Following that judgment the BPI and the ISPs engaged in cooperative negotiations, leading to Arnold J’s second judgment, which required Sky, Everything Everywhere, TalkTalk, O2 and Virgin Media to block, or attempt to block, access to Pirate Bay pursuant to section 97A of the CDPA.

Dramatico builds on and develops the section 97A precedent that Arnold J set in 2011 in the website-blocking judgments in Newzbin (20C Fox Film v BT (2011)). It is a rich source of information for lawyers about how, and in what circumstances, future section 97A blocking cases and CDPA authorisation cases can be brought.

The case also highlights a basic principle of law. Frédéric Bastiat, the 19th century legal scholar, stated that law should enable individuals to ­defend their person, liberty and property. That right to defend property – including copyright – is ­enshrined in Article 1 of the First ­Protocol to the European Convention on Human Rights (ECHR). Its protection incentivises investment in the creative industries.

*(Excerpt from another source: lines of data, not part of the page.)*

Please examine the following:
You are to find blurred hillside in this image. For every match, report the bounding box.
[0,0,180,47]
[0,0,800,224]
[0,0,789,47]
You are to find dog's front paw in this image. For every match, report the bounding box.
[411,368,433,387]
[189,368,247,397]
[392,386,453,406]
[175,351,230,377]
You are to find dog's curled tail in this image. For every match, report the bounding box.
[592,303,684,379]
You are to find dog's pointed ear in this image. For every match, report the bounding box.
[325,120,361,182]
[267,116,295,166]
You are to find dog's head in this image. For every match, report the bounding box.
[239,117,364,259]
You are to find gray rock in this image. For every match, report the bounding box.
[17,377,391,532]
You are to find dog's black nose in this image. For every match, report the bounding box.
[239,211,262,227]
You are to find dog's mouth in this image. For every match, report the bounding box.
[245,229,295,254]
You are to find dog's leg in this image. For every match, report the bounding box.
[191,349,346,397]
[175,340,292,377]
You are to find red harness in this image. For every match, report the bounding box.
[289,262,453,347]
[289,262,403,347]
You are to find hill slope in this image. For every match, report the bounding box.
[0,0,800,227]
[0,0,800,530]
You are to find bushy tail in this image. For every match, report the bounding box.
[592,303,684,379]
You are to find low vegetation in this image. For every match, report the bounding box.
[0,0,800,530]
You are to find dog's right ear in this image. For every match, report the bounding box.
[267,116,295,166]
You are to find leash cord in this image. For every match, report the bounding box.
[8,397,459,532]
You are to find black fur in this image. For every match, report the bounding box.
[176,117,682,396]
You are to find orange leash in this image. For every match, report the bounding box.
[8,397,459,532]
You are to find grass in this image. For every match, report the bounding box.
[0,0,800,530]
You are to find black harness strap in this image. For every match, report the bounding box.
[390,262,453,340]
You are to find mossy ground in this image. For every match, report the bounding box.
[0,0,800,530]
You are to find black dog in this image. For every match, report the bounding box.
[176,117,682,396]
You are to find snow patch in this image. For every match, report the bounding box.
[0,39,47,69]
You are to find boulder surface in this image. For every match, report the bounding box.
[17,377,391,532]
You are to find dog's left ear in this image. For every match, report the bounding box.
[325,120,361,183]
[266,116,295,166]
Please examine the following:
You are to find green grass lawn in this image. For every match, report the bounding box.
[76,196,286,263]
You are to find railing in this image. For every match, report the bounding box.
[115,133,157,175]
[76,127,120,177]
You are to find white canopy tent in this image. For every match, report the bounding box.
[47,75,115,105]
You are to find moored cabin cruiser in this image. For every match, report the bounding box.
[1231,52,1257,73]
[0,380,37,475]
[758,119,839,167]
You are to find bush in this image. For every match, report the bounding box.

Defenders of sites such as ­Pirate Bay say the online world is ­different to the physical world and that website-blocking is censorship. Article 10 of the ECHR and Article 11 of the Charter of Fundamental Rights of the EU provide that everyone has the right to freedom of expression. However, that right is not absolute: it does not extend to a right to take something without consent. It must be ­balanced with the rights of others in society, including copyright ­holders.

Dramatico provides a glimpse of a key legal issue that will consume TMT lawyers and their clients over the next five years – namely, the ­responsibility of intermediaries for online copyright infringement. Looked at as a sliding scale of liability, at one end of the scale will sit ­intermediaries who do nothing; at the other end will sit intermediaries who take proactive steps to reduce online copyright infringement.

Lawyers on both sides of the ­debate will be looking to establish the sweet spot on that scale.